STORM ON THE ISLAND
Storm on the Island - Context
Seamus Heaney (1939 - 2013)
Seamus Heaney was an Irish poet, playwright and translator. He received the 1995 Nobel Prize in Literature. Among his best-known works is Death of a Naturalist (1966), his first major published volume.
Ireland has been caught up in conflict for many centuries. Invaded by the Vikings and then the Normans it was then ruled by Britain until the war of Independence in 1921.
Since then the North of Ireland has remained part of the United Kingdom while the rest of Ireland has been an independent state. This has created further conflict and civil war, known as the Troubles. (Especially from 1968-1998)
Heaney's poetry is often about the countryside, recalling his childhood in Northern Ireland. This poem describes the experience of being on an island during a storm. However, on another level it could be an extended metaphor for the troubles in Northern Ireland.
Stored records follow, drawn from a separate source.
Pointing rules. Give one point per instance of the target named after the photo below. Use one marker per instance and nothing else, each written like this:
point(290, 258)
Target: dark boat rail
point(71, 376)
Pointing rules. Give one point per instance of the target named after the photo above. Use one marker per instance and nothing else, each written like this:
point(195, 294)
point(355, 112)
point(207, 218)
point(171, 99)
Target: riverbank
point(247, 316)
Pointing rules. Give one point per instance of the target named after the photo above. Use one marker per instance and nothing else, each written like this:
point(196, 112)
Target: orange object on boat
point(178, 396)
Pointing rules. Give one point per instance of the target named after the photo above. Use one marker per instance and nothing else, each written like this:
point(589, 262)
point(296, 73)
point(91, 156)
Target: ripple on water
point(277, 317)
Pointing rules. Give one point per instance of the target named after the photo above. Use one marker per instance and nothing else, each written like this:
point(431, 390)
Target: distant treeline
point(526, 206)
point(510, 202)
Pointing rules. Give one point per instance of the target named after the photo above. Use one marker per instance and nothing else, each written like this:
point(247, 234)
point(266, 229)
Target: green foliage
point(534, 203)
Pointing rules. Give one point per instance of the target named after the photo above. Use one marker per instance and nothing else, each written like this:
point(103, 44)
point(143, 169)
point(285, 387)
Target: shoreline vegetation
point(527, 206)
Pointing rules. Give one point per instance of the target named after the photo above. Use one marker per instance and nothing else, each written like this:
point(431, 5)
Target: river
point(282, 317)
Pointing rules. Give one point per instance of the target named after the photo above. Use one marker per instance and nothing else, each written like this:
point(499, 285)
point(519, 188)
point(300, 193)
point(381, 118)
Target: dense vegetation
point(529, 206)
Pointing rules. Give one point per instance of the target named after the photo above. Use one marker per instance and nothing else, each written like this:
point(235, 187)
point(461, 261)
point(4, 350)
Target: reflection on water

Storm on the Island - Analysis
We are prepared: we build our houses squat
The poem opens with the first person plural pronoun showing that the islanders work as one against the elements. Suggestion that they have experienced extreme weather before.
Spits like a tame cat turned savage.
The simile described the suddenness of the transformation of the calm sea into a destructive force and includes onomatopoeia.
Strange, it is a huge nothing that we fear.
The final line is a paradox in that the islanders seems to dear nothing, bit of course it s is that the wind is invisible, until its effects are seen. The nothingnesss might connote death.